End of an era for Nakumatt as creditors dissolve giant retailer
It was end of an era as giant retailer Nakumatt as creditors voted to liquidate the company in a move that will see a majority of them walk home empty handed after the liquidation exercise.
Creditors yesterday made the final call on the retailer which was once East Africa’s biggest supermarket chain opting to pursue the directors directly for the cash.
“Most of the voting papers I have seen recommend we pursue the directors to recover the money lost,” said Peter Kahi, the Nakumatt Administrator.
The creditors complained that they had no choice but to approve the liquidation considering that the administrator had already sold Nakumatt assets, from the six branches that remained after collapse to Naivas Supermarkets at Sh422.5 million.
Once the liquidators step in, it will signal the imminent end of the regional retail behemoth which has been under voluntary administration since January 2018 over failure to pay Sh38 billion debt owed to creditors.
The retailer’s revenues had soared by 2017 to hit Sh52 billion from Sh40.4 billion the previous year, boasting 62 branches with over 6,000 employees at its peak.
However, the turnover later dipped by 96 per cent to hit Sh1.9 billion by 2018, to none by the close of last year.
The liquidator will dispose off Nakumatt headquarters, pursue remaining cases in court amounting to about Sh2 billion, and then pursue the company directors to recover Sh1 billion loan owed to the retailer.

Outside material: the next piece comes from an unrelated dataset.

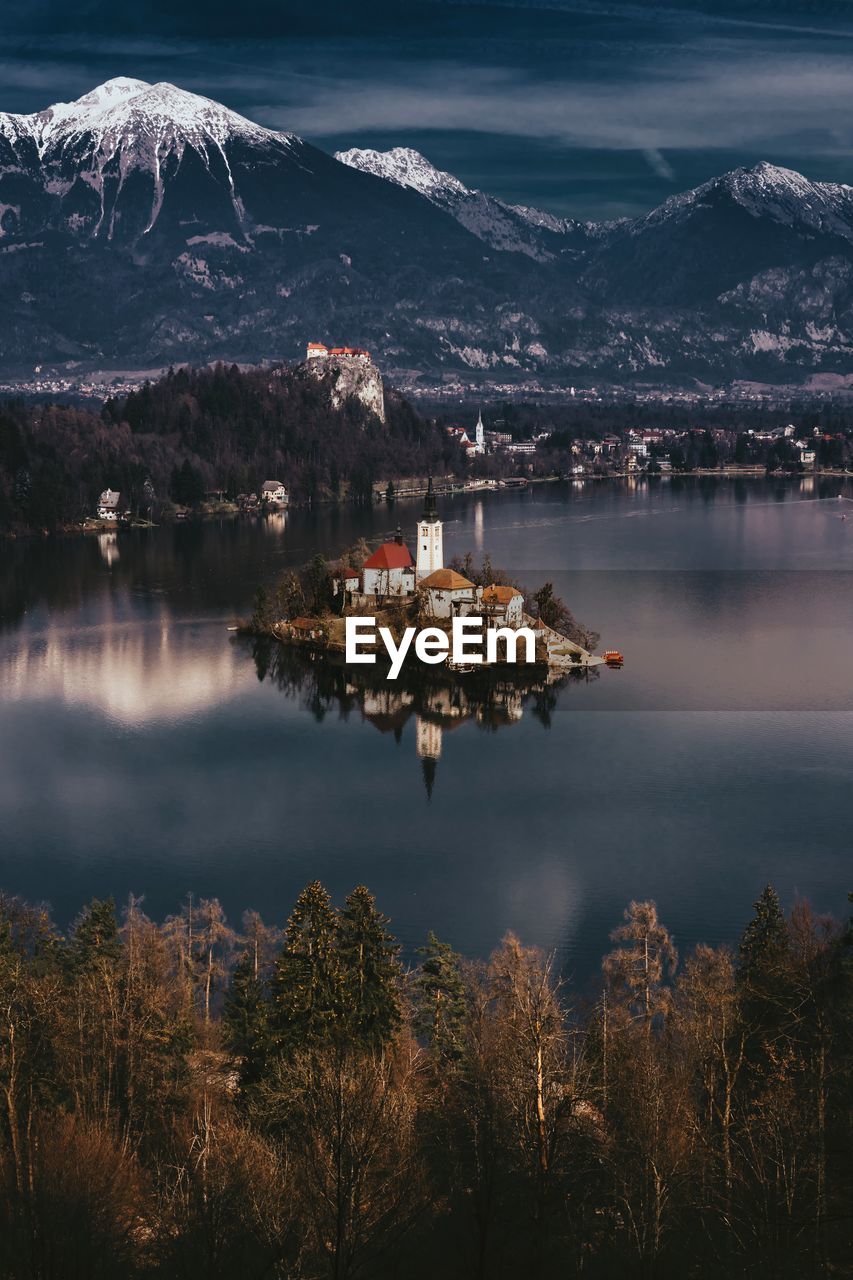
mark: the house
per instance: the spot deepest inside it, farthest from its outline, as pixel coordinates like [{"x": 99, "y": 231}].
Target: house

During the meeting at Visa Oshwal Centre yesterday, 141 creditors who accounted for 92 per cent of the 169 present agreed to the proposal by the administrator to liquidate Nakumatt.
Only 28 creditors opposed the deal. The weight of the vote depended on the value of claim owed as opposed to the number of voters.
Of the 141 who supported liquidation, 93 voted with a claim value of Sh11.5 billion supporting the liquidation proposal without modifications, while 48 creditors with a claim value of Sh3.7 billion supported it with modifications. The 28 creditors who opposed liquidation had a claim value of Sh1.1 billion.
This was the second meeting for the creditors after the first one in March 2019 ended without voting.
Kahi said most of the creditors, especially the unsecured ones stood no chance of recovering their money as they came last in sharing the Sh422.5 million recovered from the collapsed retailer.
“We will first pay administration costs, followed by preferential creditors (KRA NSSF, land rates) then secured creditors (banks) and if anything remains we will pay the unsecured creditors,” he said.
Administration costs will include all debts incurred during the administration period as well as the administrator’s fee.
Nakumatt owes suppliers, unsecured creditors, about Sh18 billion, KRA Sh2.1 billion, NSSF Sh78 million and Sh400 million in staff arrears. It also owes Diamond Trust Bank Sh3.6 billion, KCB (Sh1.9 billion), Bank of Africa Sh328 million and United Bank of Africa Sh126 million.
Creditors could still recover 46 per cent of the money lost from KRA, 30 per cent as income tax returns and 16 per cent as value added tax (VAT). However, creditors holding commercial papers amounting to Sh4 billion stand no chance of recovering any of the amount as they do not qualify for returns from the taxman.
Kihi said Nakumatt had no branches or assets hence could not borrow from banks for resuscitation. He revealed that the retailer relied on a very weak business model, akin to a pyramid scheme, banking on only its brand name to secure cash and inventory from suppliers.
“It’s impossible to turn around a retailer without branches. Turning around a company with Sh38 billion debt is next to impossible. It is impossible to attract investors with that balance sheet,” he said.